A little like humans, right? We are similarly resilient, yet can become ‘endangered’ when we are exposed to too many shifts in our natural habitat – too little sleep, too much stress, too much/little food, not enough meaningful relationships, etc. I’d like you to take a moment and think about yourself as an animal that might go on the extinct list if you don’t provide the necessities for yourself. What would it mean if you changed to look after yourself better? How would it affect those around you? What would it mean to give yourself a ‘preserve’ if even for a few minutes a day, to rest, restore, and feel safe?
Just like the snake, we can be both tough and delicate – at the same time. We often are proud of the strengths and embarrassed about our delicacy… but they are both our strengths. If a snake wasn’t flexible and soft-sided, how would it slither and move so easily amongst the grasses, barely making a sound? What are some of your ‘soft’ spots that may be your greatest strengths – like compassion, empathy, understanding…?
Letting Go of Old Skins
One thing I love about snakes is that they shed their skins. We do too, but not as dramatically. And it is the metaphor that I’d like to focus on right now. The snake changes on the inside, and at a certain time when that new layer is ready, the external layer is just left behind. Because the snake doesn’t have clothes in his/her closet that don’t fit, the snake creates the perfect new version and does away with the one that no longer fits. How could we learn from the snake?

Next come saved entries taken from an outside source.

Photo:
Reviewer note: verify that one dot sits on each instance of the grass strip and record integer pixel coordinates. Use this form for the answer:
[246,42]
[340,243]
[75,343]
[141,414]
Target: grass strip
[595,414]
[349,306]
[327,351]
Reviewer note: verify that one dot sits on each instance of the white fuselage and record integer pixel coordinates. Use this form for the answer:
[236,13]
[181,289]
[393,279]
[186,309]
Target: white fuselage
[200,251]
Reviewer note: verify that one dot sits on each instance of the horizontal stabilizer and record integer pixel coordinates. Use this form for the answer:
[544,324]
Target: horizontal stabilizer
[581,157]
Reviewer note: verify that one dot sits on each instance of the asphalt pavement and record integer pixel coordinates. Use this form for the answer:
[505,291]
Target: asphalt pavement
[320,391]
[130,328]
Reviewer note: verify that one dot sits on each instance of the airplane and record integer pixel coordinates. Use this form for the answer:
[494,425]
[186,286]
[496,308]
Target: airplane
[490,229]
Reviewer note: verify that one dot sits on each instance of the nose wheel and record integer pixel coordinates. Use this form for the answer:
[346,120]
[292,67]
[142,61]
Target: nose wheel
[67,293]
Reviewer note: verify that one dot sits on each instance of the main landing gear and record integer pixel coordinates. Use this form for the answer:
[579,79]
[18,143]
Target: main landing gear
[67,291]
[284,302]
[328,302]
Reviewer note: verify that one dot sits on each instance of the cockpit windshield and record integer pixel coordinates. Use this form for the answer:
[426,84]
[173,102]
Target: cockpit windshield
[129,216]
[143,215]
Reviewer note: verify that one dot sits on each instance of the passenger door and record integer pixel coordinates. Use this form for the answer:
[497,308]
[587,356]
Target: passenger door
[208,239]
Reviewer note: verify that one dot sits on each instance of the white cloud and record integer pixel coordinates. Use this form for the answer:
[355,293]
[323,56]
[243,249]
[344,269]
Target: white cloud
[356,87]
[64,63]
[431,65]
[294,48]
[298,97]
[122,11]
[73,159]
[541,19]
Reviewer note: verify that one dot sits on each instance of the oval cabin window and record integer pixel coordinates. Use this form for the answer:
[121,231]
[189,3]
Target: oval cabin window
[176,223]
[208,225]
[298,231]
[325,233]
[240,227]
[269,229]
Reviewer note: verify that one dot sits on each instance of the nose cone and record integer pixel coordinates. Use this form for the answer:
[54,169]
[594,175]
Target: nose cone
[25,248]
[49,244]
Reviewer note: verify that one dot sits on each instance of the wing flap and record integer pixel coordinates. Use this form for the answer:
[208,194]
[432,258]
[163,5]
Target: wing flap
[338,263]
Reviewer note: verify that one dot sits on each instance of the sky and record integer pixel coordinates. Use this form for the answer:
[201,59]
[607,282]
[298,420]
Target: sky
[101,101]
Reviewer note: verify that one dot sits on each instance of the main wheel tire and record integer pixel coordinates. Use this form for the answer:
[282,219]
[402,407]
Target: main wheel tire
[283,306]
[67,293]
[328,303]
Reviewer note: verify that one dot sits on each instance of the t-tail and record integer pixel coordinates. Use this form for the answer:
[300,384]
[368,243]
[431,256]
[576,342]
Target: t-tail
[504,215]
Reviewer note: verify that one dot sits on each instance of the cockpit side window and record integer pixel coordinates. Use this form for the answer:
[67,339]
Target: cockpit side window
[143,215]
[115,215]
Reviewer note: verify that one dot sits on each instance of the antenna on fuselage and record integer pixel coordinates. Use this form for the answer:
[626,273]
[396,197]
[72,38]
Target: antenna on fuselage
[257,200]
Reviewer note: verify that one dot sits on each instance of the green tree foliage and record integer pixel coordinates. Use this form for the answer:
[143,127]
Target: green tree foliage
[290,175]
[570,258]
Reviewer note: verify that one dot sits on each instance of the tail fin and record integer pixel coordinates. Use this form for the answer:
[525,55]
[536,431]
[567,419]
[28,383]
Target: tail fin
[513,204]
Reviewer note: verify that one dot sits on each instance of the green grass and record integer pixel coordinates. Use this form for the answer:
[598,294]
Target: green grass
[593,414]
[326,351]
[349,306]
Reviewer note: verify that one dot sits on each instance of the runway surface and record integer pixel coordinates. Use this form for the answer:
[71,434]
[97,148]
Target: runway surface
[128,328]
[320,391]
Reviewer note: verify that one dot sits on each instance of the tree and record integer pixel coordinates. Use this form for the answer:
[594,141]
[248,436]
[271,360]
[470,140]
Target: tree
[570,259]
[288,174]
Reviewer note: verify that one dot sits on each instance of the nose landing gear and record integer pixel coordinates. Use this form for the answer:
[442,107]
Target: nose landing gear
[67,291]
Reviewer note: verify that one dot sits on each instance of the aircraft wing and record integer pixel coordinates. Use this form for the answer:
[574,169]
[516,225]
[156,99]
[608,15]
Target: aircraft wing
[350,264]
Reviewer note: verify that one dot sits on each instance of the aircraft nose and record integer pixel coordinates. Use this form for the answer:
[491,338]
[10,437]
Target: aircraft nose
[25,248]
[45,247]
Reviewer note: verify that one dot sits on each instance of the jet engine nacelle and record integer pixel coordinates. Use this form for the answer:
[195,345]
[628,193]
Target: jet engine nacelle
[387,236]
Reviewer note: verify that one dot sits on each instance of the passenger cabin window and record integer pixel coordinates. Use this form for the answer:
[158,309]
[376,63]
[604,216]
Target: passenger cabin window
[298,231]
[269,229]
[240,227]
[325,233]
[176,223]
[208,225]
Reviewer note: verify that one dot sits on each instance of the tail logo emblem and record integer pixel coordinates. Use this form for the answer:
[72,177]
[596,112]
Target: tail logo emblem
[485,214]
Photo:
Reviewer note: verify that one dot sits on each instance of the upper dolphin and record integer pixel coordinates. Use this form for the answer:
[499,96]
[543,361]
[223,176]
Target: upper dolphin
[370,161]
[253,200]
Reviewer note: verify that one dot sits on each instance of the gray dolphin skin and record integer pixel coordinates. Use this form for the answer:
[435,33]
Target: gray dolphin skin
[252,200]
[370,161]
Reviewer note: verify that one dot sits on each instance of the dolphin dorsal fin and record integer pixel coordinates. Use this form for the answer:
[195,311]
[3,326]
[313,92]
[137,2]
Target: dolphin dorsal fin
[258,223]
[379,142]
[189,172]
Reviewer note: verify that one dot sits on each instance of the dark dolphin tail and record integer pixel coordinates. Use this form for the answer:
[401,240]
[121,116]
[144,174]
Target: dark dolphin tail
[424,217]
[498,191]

Have you been working on a renewed you but are afraid of the revelation because of what others might think? Are you holding on to your old ‘skin’ because it’s familiar? What would be the best and worst thing about an internal/external change of ‘skin shedding’? I mention the worst because sometimes we don’t acknowledge that we may lose (actually or just in our minds) something/someone/a concept of ourselves when we make changes. Looking at the positive and negative puts it all out in the light so we can better judge what may be ‘real’.

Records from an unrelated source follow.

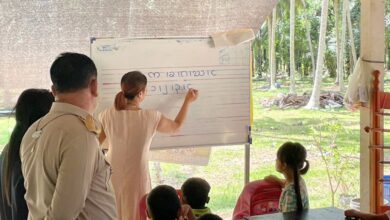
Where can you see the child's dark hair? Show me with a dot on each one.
(209, 216)
(196, 192)
(163, 203)
(294, 156)
(132, 83)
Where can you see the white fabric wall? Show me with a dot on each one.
(34, 32)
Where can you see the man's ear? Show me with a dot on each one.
(53, 90)
(94, 87)
(179, 214)
(148, 214)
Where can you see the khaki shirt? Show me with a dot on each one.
(66, 175)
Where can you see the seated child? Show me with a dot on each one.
(366, 216)
(163, 204)
(209, 216)
(196, 194)
(291, 162)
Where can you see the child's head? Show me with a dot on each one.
(196, 192)
(209, 216)
(163, 203)
(291, 160)
(292, 156)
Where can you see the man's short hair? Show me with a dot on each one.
(163, 203)
(196, 192)
(72, 72)
(209, 216)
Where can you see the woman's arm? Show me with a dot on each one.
(167, 125)
(102, 137)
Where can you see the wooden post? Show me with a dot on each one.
(372, 26)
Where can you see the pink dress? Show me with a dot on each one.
(129, 134)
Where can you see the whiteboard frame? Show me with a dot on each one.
(248, 141)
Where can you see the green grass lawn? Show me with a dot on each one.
(272, 127)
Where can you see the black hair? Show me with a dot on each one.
(71, 72)
(294, 156)
(132, 83)
(32, 104)
(209, 216)
(163, 203)
(196, 192)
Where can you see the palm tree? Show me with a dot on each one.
(340, 64)
(269, 24)
(273, 58)
(350, 33)
(336, 12)
(292, 51)
(308, 27)
(314, 102)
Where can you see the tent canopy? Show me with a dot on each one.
(35, 32)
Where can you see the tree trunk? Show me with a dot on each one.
(336, 12)
(351, 38)
(308, 36)
(269, 23)
(273, 58)
(340, 65)
(292, 50)
(314, 102)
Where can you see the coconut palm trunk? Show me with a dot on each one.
(292, 50)
(351, 38)
(340, 65)
(273, 57)
(314, 102)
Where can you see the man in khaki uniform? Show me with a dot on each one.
(66, 175)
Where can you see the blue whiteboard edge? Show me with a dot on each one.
(249, 134)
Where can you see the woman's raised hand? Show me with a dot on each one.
(192, 95)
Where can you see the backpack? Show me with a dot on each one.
(257, 198)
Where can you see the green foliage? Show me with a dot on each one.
(338, 163)
(308, 13)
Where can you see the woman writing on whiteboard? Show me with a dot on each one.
(129, 131)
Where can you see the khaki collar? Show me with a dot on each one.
(62, 107)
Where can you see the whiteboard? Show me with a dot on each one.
(220, 116)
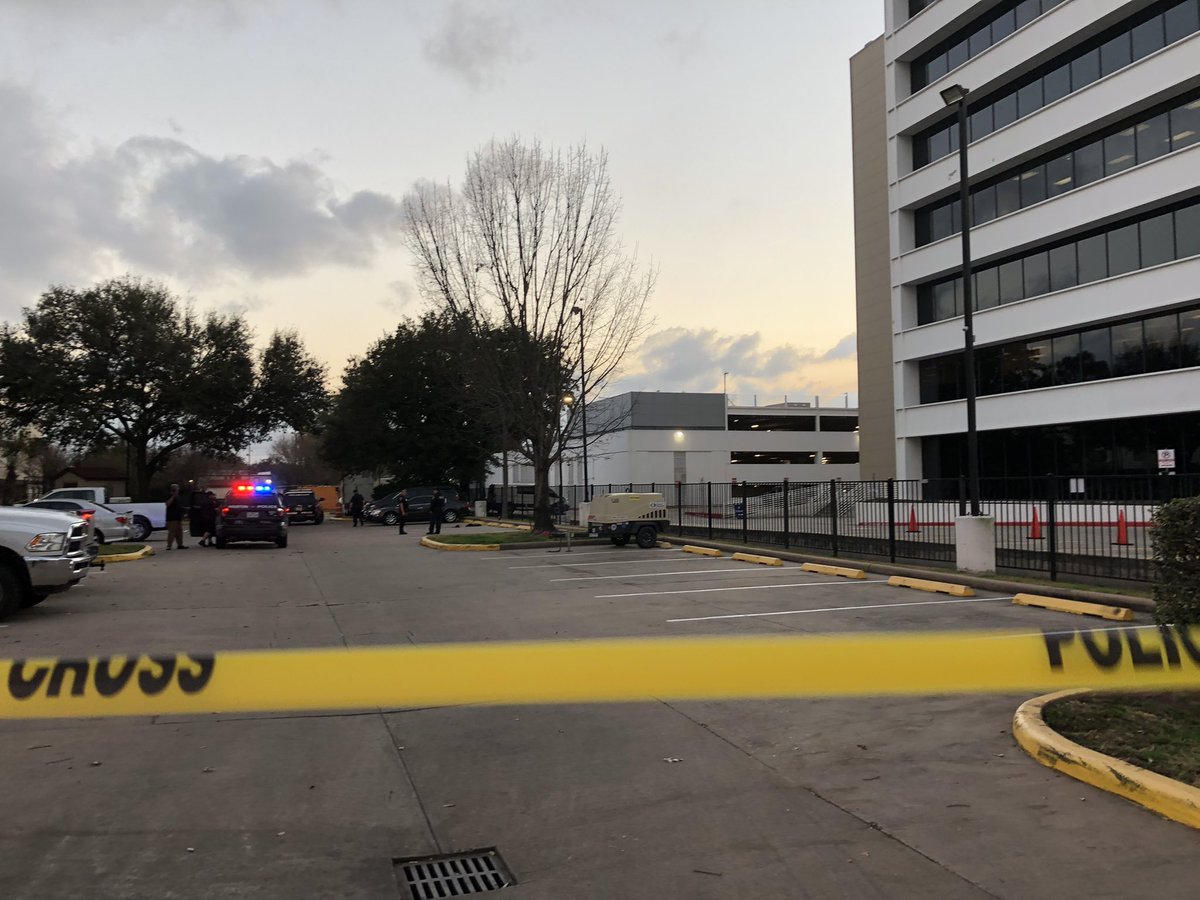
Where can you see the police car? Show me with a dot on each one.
(252, 511)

There may be several ‘skins’ you’d like to release – at work, at play, physically, mentally, emotionally, with others, with yourself… Pretend that you can shed the older, dead layer and move forward with the change in place – how would it look, how would it feel, what would it be like? While the shift from old to new may not be as straightforward as the snake’s, starting to consider the change helps you look at the steps that need to take place to get there.
Take a moment before you get back to your fabulous life to think about whether or not you have positive attributes of the glorious snake, or of any other creature that is suited perfectly for a particular life. What could you learn from them? Where could you focus your energies on the strengths of that animal? How could you understand others more compassionately if you looked at them as part of the natural world of ‘different but equal value’?
Here’ssssss to a great year ahead,
PS – while I was looking up more information about snakes I discovered that snakes that are ‘charmed’ follow movement, not sound – was watching some clips and they look hypnotized to me!